Zira ruhen, bedenen ve beynen rahatlamam tamamen buna bağlı. Bendeniz herkes
gibi düşünmek, okumak, duygulanmak, sormak ve sorgulamak ve kolayca mutmain
olmak zorunda mıyım? Değilim ve olamam da zaten. Çünkü varoluş koşullarıma
aykırı bu. İstediğim gibi, istediğim soruları sorarım bendeniz. Kolay
inanamıyorum, tatmin olamıyorum, kuşkucu, meraklı, şüpheci bir kişi olmam
hasebiyle.
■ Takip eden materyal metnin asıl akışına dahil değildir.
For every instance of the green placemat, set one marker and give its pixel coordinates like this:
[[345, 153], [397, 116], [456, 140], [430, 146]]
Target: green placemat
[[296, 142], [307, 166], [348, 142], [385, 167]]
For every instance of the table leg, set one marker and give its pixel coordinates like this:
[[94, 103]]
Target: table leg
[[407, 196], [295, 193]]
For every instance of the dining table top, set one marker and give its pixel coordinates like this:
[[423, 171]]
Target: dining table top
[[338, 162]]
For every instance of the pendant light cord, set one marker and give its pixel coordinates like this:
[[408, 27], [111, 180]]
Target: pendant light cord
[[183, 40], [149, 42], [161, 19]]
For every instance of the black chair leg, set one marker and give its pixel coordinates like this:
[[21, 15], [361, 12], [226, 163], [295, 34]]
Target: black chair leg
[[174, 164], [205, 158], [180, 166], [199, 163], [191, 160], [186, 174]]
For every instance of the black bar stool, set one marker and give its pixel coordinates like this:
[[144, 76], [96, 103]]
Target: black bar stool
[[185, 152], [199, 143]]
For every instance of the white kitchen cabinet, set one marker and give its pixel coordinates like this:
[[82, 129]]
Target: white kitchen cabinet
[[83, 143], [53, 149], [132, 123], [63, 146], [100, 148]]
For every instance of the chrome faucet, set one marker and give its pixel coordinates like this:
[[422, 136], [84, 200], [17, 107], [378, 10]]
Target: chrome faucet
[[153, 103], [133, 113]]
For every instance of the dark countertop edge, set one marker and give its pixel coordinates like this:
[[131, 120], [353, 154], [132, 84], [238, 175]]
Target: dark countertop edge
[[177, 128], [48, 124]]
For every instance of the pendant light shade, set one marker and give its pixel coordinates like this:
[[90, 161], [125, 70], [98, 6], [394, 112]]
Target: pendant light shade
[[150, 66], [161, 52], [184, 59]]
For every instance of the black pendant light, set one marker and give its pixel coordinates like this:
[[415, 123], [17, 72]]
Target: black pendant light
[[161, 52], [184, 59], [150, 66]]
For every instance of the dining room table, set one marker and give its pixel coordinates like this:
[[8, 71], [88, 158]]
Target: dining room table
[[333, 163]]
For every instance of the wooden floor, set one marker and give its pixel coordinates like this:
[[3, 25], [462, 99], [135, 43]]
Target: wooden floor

Bu yüzdendir ki, her şeyi okumayı, her konuda herkesi dinlemeyi,
aynı soruları birbirine mutlak zıt yönde düşünen herkese sormayı seviyorum ve
işin gerçeği bunu derin bir iştiyakla istiyorum da. Binaenaleyh, sorularım
uyutmuyor bendenizi. Kalbim de kafam da rahat olamıyor. Cevapsız kalan her
soru, cehennemi yaşatan sonuçları normal gösteriyor o zaman ve bendeniz işte
buna eyvallah edemiyorum. Dünyada muayyen olgulara istinat edilerek muhtelif
olaylar yaşanıyor ve yaşanan her olay acayip sonuçları tevlit ediyor. İşte bu
da bendenizi böyle bir halet-i ruhiyeye mahkûm ediyor. Bir yürek ve bir kafa
sahibiyim neticede. Ve bu sahip olduklarım, istediklerim olmadıkça cehenneme
dönüşüyorlar ve bendenizi iflah olmaz acılara sürüklüyorlar, zaten karanlık
olan gecelerimi daha da karanlık yapıyorlar ve cehennemi daha yaşarken
tattırıyorlar. Zira adil olmayan bir dünyada yaşayamıyorum. Her günüm azap
oluyor. Bireysel bazda, münhasıran bendeniz için, adaletin, samimi sorularımın,
mutlak hüccetlerle desteklenen saf cevaplarını bulduğu zaman tahakkuk edeceğine
inanıyorum. Ve işte o zaman deliksiz uykular çekebileceğimi tahayyül ve
tasavvur edebiliyorum. Bilakis, gündüzlerim gece, gecelerim gündüz olmaya devam
edecek gibi geliyor hatta hiç gecem olmayacakmış gibi hissediyorum. O zaman da
rahatsız oluyorum ve rahatsızlık veriyorum.